Most of the coins are silver coins of a quarter of a thaler value, which were circulated in Germany and the Commonwealth in the 16th and 18th centuries. Among the coins are issued by the Polish kings Sigismund III and his son Jan II Casimir, Duke of Prussia George Wilhelm, and one coin in 10 kreutzerov minted at the Austrian Archduke Leopold V. The diameter of the coins is 2.5 – 3 centimeters.

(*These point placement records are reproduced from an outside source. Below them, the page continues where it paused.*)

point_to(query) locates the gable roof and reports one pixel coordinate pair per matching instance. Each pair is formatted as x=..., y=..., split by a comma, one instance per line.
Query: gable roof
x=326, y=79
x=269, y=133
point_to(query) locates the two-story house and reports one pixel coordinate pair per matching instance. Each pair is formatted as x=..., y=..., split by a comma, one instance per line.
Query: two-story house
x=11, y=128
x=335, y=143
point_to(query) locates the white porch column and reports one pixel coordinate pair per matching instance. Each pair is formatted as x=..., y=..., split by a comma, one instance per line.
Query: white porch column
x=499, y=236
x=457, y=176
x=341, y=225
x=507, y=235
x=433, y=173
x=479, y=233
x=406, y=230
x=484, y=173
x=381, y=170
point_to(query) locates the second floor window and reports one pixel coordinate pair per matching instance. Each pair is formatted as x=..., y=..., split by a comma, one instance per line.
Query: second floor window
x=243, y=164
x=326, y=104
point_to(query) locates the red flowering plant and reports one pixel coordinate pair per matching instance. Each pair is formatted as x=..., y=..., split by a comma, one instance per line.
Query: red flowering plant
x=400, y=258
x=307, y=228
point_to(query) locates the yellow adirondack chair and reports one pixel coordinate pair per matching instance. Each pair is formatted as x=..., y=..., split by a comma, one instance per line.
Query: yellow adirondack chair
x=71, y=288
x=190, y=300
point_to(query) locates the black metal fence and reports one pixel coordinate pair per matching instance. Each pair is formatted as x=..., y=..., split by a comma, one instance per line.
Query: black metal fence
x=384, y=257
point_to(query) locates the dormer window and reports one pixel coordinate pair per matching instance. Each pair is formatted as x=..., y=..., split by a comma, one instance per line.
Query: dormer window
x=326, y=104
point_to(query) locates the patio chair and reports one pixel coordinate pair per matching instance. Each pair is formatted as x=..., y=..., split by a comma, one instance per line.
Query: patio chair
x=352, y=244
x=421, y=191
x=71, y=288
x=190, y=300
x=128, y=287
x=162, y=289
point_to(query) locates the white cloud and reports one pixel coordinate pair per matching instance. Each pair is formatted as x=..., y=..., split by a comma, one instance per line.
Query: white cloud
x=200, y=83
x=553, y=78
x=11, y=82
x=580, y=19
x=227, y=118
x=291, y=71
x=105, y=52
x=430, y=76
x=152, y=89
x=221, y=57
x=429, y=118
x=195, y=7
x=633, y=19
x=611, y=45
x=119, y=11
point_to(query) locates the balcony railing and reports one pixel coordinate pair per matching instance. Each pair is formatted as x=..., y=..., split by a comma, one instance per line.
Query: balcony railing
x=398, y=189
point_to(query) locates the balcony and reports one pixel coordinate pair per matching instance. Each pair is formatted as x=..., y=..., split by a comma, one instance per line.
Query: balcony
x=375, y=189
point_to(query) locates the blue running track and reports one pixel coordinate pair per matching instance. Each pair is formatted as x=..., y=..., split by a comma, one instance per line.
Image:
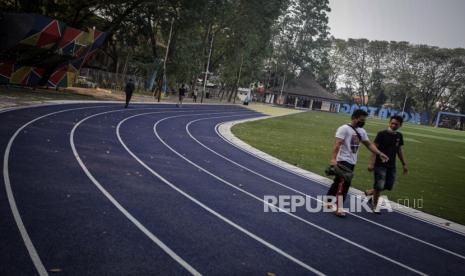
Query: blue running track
x=95, y=189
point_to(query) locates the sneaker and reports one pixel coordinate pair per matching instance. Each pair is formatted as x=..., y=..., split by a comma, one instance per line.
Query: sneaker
x=341, y=214
x=328, y=205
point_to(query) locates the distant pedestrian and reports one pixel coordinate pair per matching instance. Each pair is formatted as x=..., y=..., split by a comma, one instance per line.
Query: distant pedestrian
x=344, y=155
x=129, y=89
x=389, y=141
x=182, y=94
x=194, y=95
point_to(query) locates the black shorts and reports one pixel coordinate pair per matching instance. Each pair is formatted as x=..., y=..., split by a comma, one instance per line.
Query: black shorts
x=384, y=178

As Michał Starski of the Institute of Archeology of the University of Warsaw said, a similar type of coins appeared at the beginning of the 17th century for foreign trade. One such coin at that time could buy a dozen chickens. In the 18th century, the value of the coin was reduced by about half because of the large inflow of silver mined in the mines of South America to Europe.
Archaeologist Maciej Kurdwanowski discovered a treasure inside a defensive tower located in the second courtyard of the Chlukhov Castle and guarding the passage to the third courtyard. It assumes that the treasure was hidden during the months-long siege of the castle by the Swedish troops in 1655-1656. Perhaps coins were part of a larger treasure. At the beginning of the 20th century, historian Konstantin Kochinsky reported that a construction worker in Chlukhov found old silver coins and, by selling his find, he could emigrate to America.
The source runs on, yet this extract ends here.